Décalage des réalités : un déplacement déconnecté des urgences nationales
À Lomé, les attentes sont claires : des solutions pour l’approvisionnement en électricité, l’amélioration des services de santé et la création d’emplois. À Bichkek, le programme se résumait à des échanges protocolaires. Ce contraste est frappant. Le Kirghizistan, un État enclavé d’environ 7 millions d’habitants, ne dispose ni des ressources financières de Dubaï, ni des réserves de gaz du Qatar, ni de l’innovation technologique de la Silicon Valley.
Dès lors, la question essentielle demeure : quels étaient les objectifs réels de Faure Gnassingbé dans ce pays, dont l’existence était, jusqu’à récemment, méconnue de la plupart des Togolais ? En l’absence d’annonces de contrats majeurs ou d’investissements directs étrangers significatifs, ce voyage représente une « énigme coûteuse » pour les contribuables togolais.
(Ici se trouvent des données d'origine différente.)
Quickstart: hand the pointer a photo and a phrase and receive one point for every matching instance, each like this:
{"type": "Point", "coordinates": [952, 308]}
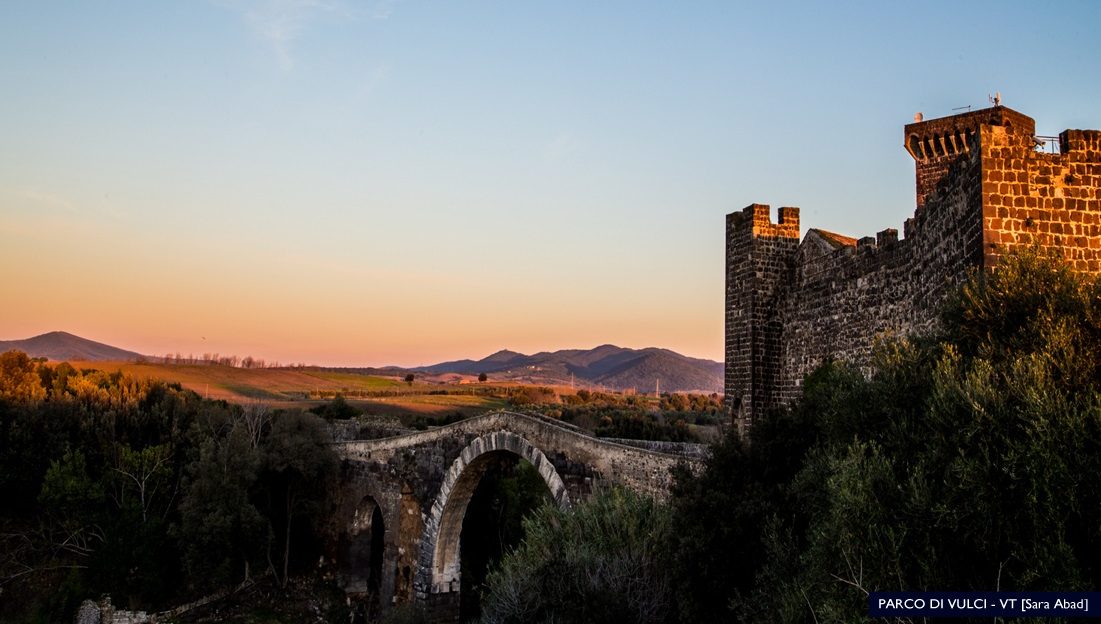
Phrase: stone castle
{"type": "Point", "coordinates": [985, 186]}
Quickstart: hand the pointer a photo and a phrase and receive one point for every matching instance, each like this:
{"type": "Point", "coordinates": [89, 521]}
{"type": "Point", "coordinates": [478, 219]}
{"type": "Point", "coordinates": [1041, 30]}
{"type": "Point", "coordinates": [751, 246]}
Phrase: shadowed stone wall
{"type": "Point", "coordinates": [982, 189]}
{"type": "Point", "coordinates": [422, 483]}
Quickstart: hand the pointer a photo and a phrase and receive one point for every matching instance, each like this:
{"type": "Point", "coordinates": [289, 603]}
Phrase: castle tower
{"type": "Point", "coordinates": [985, 186]}
{"type": "Point", "coordinates": [937, 143]}
{"type": "Point", "coordinates": [759, 262]}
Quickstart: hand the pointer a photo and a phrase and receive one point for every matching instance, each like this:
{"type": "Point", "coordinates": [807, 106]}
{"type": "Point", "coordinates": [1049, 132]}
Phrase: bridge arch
{"type": "Point", "coordinates": [440, 567]}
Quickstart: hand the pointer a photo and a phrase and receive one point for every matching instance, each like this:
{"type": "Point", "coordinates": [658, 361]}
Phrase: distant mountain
{"type": "Point", "coordinates": [606, 365]}
{"type": "Point", "coordinates": [63, 346]}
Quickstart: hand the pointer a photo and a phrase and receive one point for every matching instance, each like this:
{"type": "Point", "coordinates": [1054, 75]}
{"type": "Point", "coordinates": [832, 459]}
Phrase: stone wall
{"type": "Point", "coordinates": [421, 483]}
{"type": "Point", "coordinates": [982, 189]}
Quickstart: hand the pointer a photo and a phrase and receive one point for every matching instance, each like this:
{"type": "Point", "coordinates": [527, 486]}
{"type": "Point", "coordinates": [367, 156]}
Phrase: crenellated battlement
{"type": "Point", "coordinates": [983, 188]}
{"type": "Point", "coordinates": [756, 218]}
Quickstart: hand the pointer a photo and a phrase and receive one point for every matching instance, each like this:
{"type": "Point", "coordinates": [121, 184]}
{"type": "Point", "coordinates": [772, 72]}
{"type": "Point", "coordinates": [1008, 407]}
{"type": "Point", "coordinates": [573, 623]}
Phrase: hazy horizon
{"type": "Point", "coordinates": [407, 183]}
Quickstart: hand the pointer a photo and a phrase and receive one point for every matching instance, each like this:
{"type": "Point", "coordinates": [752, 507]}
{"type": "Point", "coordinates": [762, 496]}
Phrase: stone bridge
{"type": "Point", "coordinates": [396, 523]}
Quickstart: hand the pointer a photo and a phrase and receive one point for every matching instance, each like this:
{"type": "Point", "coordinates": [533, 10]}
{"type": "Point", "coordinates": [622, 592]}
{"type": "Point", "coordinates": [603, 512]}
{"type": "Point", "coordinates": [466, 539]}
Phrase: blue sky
{"type": "Point", "coordinates": [405, 182]}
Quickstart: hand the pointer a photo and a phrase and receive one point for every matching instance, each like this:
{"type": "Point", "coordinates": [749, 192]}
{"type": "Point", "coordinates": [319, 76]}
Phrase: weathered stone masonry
{"type": "Point", "coordinates": [982, 189]}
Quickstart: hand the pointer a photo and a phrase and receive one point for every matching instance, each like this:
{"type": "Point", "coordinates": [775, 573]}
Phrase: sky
{"type": "Point", "coordinates": [406, 182]}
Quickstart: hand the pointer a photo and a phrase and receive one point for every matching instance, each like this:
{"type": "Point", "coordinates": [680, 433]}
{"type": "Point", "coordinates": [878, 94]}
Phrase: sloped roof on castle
{"type": "Point", "coordinates": [836, 240]}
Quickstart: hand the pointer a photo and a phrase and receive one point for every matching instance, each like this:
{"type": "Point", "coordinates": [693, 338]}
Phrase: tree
{"type": "Point", "coordinates": [600, 561]}
{"type": "Point", "coordinates": [297, 462]}
{"type": "Point", "coordinates": [969, 459]}
{"type": "Point", "coordinates": [220, 529]}
{"type": "Point", "coordinates": [19, 382]}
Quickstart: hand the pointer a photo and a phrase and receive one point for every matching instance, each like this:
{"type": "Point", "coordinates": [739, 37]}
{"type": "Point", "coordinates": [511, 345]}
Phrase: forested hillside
{"type": "Point", "coordinates": [144, 491]}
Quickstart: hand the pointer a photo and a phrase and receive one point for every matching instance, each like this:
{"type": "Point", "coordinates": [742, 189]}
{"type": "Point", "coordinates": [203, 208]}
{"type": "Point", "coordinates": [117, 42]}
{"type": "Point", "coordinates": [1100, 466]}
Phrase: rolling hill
{"type": "Point", "coordinates": [607, 365]}
{"type": "Point", "coordinates": [64, 346]}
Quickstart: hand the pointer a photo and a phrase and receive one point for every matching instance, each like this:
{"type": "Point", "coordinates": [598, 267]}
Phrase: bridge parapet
{"type": "Point", "coordinates": [421, 483]}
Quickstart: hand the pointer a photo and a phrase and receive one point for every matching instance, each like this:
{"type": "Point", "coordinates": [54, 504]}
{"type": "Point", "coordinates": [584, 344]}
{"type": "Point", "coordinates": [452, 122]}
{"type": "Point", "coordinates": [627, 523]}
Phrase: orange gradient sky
{"type": "Point", "coordinates": [404, 183]}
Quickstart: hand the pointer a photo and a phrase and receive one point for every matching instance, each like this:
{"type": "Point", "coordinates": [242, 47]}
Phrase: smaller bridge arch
{"type": "Point", "coordinates": [439, 554]}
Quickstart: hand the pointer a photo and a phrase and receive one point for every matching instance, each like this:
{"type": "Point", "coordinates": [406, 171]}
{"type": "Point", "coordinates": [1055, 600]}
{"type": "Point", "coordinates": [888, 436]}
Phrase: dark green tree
{"type": "Point", "coordinates": [297, 464]}
{"type": "Point", "coordinates": [600, 561]}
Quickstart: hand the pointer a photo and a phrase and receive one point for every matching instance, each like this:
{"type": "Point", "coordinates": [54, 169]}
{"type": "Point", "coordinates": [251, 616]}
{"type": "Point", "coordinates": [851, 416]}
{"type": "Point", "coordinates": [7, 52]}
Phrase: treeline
{"type": "Point", "coordinates": [967, 461]}
{"type": "Point", "coordinates": [144, 491]}
{"type": "Point", "coordinates": [219, 360]}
La « voie détournée » russe : un pari diplomatique risqué
Pour les observateurs avertis, l’intérêt véritable de cette démarche ne se situait pas au Kirghizistan même, mais plutôt en direction de Moscou. En s’affichant aux côtés des membres de l’Union Économique Eurasiatique (UEEA) et de l’Organisation du Traité de Sécurité Collective (OTSC), Lomé semble chercher à s’introduire dans la sphère d’influence de Vladimir Poutine par une voie secondaire.
Cette « diversification stratégique audacieuse » envoie un signal fort à l’Occident. Mais à quel prix ? En s’engageant sur l’échiquier des tensions internationales, le Togo s’expose à un risque de fragilisation de ses relations avec ses partenaires traditionnels, au profit de promesses eurasiatiques encore incertaines.
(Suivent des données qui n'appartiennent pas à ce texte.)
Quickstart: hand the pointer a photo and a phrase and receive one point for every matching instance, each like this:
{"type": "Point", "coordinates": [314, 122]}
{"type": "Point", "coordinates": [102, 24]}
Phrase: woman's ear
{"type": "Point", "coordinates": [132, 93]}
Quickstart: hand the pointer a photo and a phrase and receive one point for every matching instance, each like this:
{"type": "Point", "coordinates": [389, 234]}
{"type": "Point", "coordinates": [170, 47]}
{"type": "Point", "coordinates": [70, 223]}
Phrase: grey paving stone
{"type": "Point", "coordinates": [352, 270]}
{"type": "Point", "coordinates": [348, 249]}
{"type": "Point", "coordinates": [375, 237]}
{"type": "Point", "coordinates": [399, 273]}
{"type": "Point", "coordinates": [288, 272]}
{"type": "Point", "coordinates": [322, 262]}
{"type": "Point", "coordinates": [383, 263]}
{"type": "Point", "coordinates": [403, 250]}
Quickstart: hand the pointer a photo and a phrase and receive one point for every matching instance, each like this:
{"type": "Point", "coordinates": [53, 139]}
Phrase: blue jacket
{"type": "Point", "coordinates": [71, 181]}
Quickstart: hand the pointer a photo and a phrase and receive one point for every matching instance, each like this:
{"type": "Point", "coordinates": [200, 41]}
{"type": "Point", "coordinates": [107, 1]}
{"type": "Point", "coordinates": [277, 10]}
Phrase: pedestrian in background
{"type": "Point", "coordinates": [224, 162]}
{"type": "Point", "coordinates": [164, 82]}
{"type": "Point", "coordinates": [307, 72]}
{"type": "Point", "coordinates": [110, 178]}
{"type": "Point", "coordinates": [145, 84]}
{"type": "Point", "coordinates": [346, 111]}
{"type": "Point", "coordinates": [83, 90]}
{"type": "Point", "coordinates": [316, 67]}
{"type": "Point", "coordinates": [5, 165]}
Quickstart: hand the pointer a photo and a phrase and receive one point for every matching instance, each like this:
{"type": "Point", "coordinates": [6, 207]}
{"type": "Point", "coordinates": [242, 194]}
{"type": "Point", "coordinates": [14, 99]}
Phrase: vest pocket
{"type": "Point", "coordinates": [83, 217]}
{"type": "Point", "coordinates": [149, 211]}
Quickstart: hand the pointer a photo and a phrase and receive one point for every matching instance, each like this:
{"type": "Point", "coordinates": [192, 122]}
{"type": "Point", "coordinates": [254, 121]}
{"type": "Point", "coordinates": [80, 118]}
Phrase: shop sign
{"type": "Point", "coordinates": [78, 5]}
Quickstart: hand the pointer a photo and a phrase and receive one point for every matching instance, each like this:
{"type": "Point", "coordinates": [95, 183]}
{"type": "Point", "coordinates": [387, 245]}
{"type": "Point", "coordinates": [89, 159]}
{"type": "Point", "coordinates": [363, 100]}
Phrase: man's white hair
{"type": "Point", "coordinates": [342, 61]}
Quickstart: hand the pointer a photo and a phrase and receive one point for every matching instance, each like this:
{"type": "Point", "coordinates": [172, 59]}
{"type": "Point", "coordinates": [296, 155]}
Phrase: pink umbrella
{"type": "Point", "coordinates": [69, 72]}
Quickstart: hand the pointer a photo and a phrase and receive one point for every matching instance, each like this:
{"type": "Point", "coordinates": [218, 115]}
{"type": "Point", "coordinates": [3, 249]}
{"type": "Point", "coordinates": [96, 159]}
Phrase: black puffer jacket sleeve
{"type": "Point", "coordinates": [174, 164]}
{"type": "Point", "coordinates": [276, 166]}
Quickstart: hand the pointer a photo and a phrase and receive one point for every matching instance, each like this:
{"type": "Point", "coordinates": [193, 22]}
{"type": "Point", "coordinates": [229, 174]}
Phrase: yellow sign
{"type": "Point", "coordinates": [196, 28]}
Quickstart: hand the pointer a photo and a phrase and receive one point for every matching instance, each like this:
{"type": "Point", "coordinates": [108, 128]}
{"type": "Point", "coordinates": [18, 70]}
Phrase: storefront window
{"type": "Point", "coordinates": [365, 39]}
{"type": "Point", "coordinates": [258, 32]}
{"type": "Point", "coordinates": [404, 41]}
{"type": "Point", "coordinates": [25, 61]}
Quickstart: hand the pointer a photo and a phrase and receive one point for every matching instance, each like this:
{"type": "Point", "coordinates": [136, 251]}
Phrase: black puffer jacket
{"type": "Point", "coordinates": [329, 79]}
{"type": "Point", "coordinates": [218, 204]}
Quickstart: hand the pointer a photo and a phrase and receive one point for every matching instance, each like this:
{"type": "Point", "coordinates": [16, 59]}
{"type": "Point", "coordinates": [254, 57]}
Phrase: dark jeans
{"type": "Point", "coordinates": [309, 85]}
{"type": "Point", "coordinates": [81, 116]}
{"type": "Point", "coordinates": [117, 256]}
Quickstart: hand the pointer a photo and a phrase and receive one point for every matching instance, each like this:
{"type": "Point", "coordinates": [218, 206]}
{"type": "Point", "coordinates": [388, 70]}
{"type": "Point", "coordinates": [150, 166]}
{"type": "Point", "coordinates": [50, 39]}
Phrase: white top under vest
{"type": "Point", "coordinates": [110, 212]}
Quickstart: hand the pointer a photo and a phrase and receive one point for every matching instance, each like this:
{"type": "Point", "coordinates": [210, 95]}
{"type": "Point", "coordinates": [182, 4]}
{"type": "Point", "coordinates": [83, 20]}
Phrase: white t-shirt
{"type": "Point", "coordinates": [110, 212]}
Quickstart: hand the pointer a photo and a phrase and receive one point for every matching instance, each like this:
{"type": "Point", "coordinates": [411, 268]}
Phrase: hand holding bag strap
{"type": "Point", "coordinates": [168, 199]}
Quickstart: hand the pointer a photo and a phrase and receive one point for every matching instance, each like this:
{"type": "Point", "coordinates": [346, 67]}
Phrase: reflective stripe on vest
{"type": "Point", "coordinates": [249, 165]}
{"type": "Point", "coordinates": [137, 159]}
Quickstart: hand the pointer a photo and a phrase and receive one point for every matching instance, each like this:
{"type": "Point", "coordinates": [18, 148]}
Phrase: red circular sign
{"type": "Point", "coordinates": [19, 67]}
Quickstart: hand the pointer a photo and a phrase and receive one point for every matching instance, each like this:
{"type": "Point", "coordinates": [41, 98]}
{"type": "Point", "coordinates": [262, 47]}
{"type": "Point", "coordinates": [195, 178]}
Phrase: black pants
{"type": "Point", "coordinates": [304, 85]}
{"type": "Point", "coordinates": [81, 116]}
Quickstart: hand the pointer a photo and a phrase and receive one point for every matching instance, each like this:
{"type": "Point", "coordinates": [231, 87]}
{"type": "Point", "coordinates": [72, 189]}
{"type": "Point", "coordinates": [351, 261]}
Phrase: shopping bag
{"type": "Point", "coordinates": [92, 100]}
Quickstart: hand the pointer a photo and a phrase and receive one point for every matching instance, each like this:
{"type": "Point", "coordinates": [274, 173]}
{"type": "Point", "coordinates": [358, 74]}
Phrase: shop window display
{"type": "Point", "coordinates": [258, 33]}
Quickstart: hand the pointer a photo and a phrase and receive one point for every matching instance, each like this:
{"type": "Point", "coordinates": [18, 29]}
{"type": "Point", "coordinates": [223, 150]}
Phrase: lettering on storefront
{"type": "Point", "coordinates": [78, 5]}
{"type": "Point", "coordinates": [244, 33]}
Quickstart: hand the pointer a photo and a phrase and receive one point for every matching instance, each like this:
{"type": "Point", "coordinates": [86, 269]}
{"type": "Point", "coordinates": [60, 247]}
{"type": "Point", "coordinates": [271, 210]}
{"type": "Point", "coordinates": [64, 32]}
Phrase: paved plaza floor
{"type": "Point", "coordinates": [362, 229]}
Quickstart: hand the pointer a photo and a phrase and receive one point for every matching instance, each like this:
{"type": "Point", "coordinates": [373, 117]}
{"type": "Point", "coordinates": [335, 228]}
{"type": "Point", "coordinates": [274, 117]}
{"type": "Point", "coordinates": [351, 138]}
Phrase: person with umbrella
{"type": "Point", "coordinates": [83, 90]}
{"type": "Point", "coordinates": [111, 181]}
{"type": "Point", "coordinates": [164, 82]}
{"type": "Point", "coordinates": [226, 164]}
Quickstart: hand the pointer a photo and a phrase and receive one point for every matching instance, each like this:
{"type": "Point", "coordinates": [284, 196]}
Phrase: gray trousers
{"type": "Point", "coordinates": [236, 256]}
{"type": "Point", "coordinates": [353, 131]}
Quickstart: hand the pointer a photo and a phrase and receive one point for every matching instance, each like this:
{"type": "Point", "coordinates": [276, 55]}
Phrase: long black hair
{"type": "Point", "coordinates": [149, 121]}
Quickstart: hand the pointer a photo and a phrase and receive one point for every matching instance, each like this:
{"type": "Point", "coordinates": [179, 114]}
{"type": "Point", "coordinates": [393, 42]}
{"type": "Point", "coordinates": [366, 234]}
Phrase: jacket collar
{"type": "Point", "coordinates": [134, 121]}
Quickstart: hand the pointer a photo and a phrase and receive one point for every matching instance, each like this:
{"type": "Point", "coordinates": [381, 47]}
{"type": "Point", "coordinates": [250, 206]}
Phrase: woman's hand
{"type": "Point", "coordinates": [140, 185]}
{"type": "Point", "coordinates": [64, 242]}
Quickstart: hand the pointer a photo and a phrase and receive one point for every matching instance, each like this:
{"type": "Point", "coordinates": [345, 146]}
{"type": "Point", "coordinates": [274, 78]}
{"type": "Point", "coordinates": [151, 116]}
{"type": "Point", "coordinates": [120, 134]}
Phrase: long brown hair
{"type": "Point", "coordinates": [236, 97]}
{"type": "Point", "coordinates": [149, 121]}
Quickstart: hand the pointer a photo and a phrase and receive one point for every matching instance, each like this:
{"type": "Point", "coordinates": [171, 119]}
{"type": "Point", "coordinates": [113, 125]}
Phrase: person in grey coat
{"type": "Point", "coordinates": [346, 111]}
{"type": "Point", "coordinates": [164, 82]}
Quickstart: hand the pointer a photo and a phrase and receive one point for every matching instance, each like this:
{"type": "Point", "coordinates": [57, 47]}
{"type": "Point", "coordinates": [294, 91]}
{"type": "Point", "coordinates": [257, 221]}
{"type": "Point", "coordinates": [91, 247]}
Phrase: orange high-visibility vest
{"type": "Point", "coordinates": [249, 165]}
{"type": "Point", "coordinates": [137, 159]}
« La question cruciale n’est pas tant la destination en elle-même, mais la direction qu’elle suggère », murmure-t-on dans les cercles diplomatiques. Et cette direction semble s’éloigner des préoccupations quotidiennes et immédiates des citoyens.
Des avancées techniques marginales face à la faim du peuple
Des discussions ont porté sur la « digitalisation des douanes » ou des « modèles d’élevage adaptés aux environnements difficiles ». Certes, la coopération technique est louable, mais est-elle suffisante pour justifier un déplacement présidentiel de cette envergure ? Le Togo, qui aspire à devenir une plateforme logistique régionale majeure, semble ici se contenter de détails administratifs, tandis que les nations voisines négocient des infrastructures d’envergure et des partenariats industriels massifs.
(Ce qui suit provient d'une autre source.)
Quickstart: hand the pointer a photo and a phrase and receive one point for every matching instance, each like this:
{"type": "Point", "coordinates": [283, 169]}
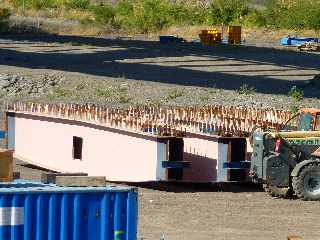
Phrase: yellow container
{"type": "Point", "coordinates": [6, 165]}
{"type": "Point", "coordinates": [234, 34]}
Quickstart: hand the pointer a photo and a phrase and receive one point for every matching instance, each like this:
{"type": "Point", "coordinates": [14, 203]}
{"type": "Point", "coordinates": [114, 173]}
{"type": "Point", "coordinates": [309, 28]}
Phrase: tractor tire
{"type": "Point", "coordinates": [277, 192]}
{"type": "Point", "coordinates": [307, 184]}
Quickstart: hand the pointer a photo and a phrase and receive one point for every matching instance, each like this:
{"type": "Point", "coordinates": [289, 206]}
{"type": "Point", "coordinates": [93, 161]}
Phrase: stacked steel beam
{"type": "Point", "coordinates": [218, 120]}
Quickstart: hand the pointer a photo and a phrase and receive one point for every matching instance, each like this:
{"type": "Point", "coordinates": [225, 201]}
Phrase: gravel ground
{"type": "Point", "coordinates": [124, 72]}
{"type": "Point", "coordinates": [204, 212]}
{"type": "Point", "coordinates": [127, 72]}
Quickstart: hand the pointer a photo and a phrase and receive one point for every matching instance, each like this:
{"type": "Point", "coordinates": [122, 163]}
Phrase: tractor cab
{"type": "Point", "coordinates": [308, 119]}
{"type": "Point", "coordinates": [288, 160]}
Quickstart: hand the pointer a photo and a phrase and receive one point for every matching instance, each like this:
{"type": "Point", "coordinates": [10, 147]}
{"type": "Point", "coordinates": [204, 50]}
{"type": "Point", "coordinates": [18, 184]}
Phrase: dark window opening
{"type": "Point", "coordinates": [77, 148]}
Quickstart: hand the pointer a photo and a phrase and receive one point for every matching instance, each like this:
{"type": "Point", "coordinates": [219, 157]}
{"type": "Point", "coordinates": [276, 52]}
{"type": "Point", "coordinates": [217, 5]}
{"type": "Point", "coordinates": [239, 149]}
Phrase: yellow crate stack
{"type": "Point", "coordinates": [210, 37]}
{"type": "Point", "coordinates": [234, 34]}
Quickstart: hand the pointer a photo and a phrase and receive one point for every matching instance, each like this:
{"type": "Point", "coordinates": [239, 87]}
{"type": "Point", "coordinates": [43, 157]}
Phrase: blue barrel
{"type": "Point", "coordinates": [30, 211]}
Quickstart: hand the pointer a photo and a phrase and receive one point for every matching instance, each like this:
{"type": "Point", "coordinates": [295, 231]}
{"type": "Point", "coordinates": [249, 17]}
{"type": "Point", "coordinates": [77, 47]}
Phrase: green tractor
{"type": "Point", "coordinates": [287, 161]}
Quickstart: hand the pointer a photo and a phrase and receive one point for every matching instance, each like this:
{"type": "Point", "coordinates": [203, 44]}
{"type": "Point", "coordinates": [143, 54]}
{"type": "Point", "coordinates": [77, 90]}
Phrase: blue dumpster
{"type": "Point", "coordinates": [31, 211]}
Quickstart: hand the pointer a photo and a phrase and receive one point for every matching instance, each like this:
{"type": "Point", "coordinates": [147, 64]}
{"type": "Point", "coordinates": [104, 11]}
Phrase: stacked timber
{"type": "Point", "coordinates": [217, 119]}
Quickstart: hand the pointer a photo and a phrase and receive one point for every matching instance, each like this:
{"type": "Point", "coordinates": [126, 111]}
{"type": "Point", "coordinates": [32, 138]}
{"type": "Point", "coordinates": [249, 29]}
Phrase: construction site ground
{"type": "Point", "coordinates": [122, 72]}
{"type": "Point", "coordinates": [206, 212]}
Le mutisme de Lomé : une défaillance de la gouvernance
Le principal point faible de cette visite réside dans son manque de transparence. Le déficit de communication officielle a laissé le champ libre aux interprétations les plus diverses. Pourquoi Bichkek ? Pourquoi à ce moment précis ? En l’absence d’une feuille de route claire et expliquée, ce voyage renforce l’image d’une présidence déconnectée, plus à l’aise dans les cercles feutrés de l’ancien bloc soviétique que face aux réalités sociales du Togo.
L’urgence des résultats pour le peuple togolais
La nouvelle orientation diplomatique de Faure Gnassingbé est un pari audacieux, mais il est joué sur le dos d’un pays en proie à de grandes difficultés. Si cette « stratégie discrète » ne se traduit pas rapidement par une diminution du coût de la vie ou par une amélioration concrète du quotidien des Togolais, elle risque de n’être qu’une simple diversion géopolitique dans les annales. Le Togo ne peut plus se permettre de se nourrir d’illusions eurasiatiques. Toute stratégie, aussi ambitieuse soit-elle sur le papier, ne vaut que par les résultats qu’elle apporte dans l’assiette des citoyens. Et pour l’heure, de Bichkek, il ne nous parvient qu’un vent froid, sans bénéfices immédiats.